También hay chilenos: en febrero empieza su época de vacaciones. Massa dijo que, pese a todo, a esta altura del año el fuerte es la clase media y media alta argentina.
“El domingo en La Mansa encontramos mucha familia: chicos jugando en el agua. Y hoy a la mañana, antes de que se largara la tormenta, pasamos por La Brava donde vimos gente mayor o parejas”, indicó Mario Moine, de Paraná, Entre Ríos, que también paseaba por el shopping con su mujer Eugenia mientras sus hijos Emanuel (2) y María (4) disfrutaban embelesados unos chupetines paleta. “Los más jóvenes aparecen después, a la tarde, se toman una cerveza con la caída del sol”.
Otros que también daban vueltas, visitaban negocios, arrastrados por el ímpetu consumista de Agustín (7) y Solana (10), los miembros más chicos de la familia, fueron los Turano, de Gualeguay, Entre Ríos.

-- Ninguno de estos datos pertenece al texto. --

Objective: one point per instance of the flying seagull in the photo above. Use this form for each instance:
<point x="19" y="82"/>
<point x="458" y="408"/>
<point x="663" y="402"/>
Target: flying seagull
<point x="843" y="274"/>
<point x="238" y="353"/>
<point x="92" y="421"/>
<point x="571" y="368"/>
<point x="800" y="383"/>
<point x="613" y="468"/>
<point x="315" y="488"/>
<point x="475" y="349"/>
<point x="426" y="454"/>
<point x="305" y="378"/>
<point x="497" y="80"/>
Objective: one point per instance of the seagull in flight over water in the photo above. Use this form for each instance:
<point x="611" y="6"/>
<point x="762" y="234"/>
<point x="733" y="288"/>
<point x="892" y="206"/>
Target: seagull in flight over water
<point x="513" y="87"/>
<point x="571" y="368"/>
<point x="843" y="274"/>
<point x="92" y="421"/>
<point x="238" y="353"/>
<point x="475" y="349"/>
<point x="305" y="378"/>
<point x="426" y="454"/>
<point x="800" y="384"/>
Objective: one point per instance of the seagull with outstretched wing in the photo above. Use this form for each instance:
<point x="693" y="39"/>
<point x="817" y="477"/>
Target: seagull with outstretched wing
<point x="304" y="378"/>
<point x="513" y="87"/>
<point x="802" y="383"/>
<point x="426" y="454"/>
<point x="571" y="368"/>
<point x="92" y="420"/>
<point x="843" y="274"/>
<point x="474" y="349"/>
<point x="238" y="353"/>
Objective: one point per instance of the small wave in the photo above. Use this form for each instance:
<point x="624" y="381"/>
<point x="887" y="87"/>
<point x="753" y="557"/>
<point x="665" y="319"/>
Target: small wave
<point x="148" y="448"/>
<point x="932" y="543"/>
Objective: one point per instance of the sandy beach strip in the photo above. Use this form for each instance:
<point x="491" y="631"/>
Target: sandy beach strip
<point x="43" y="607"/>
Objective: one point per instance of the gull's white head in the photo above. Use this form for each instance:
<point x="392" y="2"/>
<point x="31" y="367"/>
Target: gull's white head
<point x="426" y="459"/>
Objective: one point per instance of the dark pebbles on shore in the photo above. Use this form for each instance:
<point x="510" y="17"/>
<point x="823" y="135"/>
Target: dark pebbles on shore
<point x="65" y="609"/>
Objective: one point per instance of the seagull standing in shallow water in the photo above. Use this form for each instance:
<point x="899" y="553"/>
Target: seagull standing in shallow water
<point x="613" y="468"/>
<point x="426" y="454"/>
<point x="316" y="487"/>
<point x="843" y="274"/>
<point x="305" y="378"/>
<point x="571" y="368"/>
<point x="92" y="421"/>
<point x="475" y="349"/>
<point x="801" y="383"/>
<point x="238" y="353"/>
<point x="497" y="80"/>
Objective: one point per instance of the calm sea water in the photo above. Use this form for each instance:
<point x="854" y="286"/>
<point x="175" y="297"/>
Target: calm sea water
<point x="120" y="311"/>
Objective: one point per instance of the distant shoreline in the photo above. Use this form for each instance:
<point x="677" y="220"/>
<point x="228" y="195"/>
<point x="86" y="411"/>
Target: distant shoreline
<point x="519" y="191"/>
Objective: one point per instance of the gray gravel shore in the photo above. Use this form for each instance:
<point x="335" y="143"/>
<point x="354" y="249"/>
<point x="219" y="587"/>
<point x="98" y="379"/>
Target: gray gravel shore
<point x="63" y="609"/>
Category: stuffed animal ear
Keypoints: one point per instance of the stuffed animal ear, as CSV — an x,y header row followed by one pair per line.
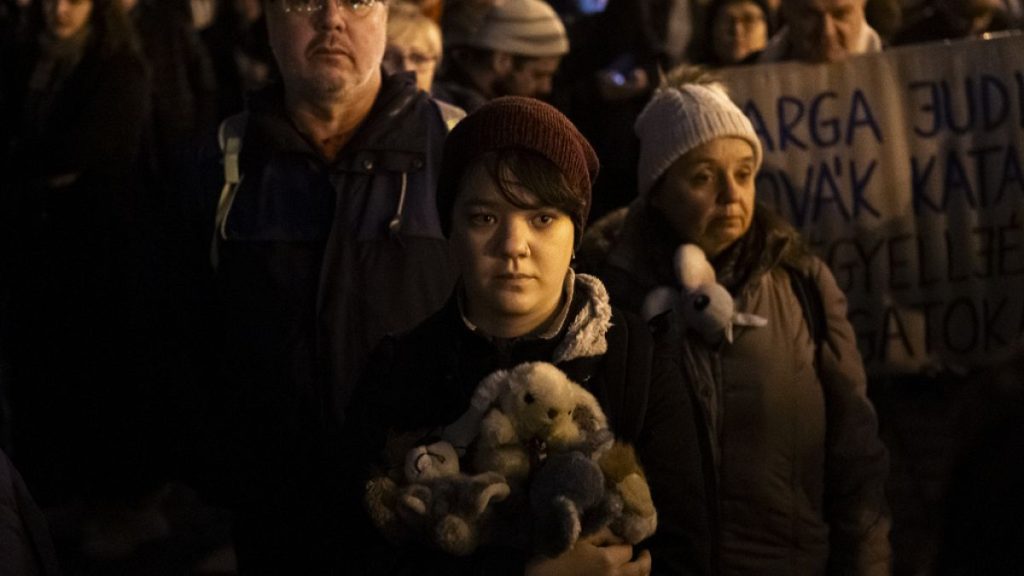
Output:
x,y
692,268
464,430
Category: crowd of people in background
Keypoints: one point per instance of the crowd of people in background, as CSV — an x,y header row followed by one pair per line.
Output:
x,y
213,211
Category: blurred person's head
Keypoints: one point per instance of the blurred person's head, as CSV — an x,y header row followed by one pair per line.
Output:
x,y
512,47
738,29
698,159
973,16
513,196
824,31
328,49
414,43
105,23
67,17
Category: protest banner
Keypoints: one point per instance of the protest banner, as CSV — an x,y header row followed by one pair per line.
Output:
x,y
905,172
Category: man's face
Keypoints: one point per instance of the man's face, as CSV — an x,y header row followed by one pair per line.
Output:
x,y
529,78
824,30
327,52
67,17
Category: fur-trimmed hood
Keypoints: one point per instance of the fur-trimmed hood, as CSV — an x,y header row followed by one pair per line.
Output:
x,y
585,335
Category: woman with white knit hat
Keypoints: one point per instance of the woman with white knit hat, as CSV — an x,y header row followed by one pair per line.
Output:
x,y
792,439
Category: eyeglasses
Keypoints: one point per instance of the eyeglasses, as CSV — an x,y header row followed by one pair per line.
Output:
x,y
358,7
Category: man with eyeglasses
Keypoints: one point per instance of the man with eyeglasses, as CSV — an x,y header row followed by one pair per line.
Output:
x,y
821,31
327,239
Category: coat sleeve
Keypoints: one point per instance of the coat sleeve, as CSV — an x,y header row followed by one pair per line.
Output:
x,y
856,460
673,456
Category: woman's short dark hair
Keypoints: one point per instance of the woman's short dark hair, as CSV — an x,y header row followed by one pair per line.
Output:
x,y
517,169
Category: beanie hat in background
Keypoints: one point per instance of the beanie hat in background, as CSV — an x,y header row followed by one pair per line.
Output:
x,y
517,123
679,119
528,28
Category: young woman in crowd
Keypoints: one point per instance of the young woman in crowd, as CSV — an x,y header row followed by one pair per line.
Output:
x,y
414,43
735,32
513,198
798,466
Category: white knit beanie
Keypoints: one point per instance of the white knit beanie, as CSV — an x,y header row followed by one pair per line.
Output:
x,y
527,28
679,119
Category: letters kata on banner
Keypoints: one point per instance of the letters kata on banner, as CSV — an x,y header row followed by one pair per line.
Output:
x,y
905,171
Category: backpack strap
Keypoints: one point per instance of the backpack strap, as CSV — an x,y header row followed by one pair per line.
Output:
x,y
809,296
451,114
229,137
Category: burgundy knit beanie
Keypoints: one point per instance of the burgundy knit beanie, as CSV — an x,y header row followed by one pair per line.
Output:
x,y
516,122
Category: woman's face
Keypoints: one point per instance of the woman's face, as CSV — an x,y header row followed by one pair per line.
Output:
x,y
413,54
739,30
66,17
513,261
708,195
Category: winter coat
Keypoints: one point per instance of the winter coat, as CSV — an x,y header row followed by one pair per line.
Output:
x,y
316,261
423,380
788,429
26,545
68,205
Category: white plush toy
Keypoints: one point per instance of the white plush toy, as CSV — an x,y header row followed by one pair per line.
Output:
x,y
539,410
705,304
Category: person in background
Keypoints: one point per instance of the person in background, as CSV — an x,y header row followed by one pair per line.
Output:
x,y
326,238
739,30
799,469
950,19
71,216
235,35
821,31
498,49
514,195
73,117
414,43
183,99
26,548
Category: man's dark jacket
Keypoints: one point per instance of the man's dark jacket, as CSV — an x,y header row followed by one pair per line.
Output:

Sala de juegos, helados, golosinas, compra de juguetes se sucedieron sin interrupción en la tarde nublada del primer día de vacaciones. “Venimos a Punta del Este desde hace quince años. Siempre en esta fecha. O en la última semana de enero. No hay tanto tránsito, ni mucha gente y tampoco tenés que hacer colas”, explica Zulma Frizzo, la madre de la familia.
En dos autos –también vino el hermano de Zulma con su esposa e hijos–, los Turano recorrieron los algo más de 600 kilómetros que los separan de la costa esteña. Optaron por un hotel. El mismo de siempre. “ La diferencia de precios entre un mes y el otro se nota más que nada en el alojamiento.
Pero cuando salís a comer afuera es lo mismo”, dijo ella, que durante el año trabaja como empleada de una farmacia. A eso de las ocho dejó de llover. Era tarde para volver a la playa.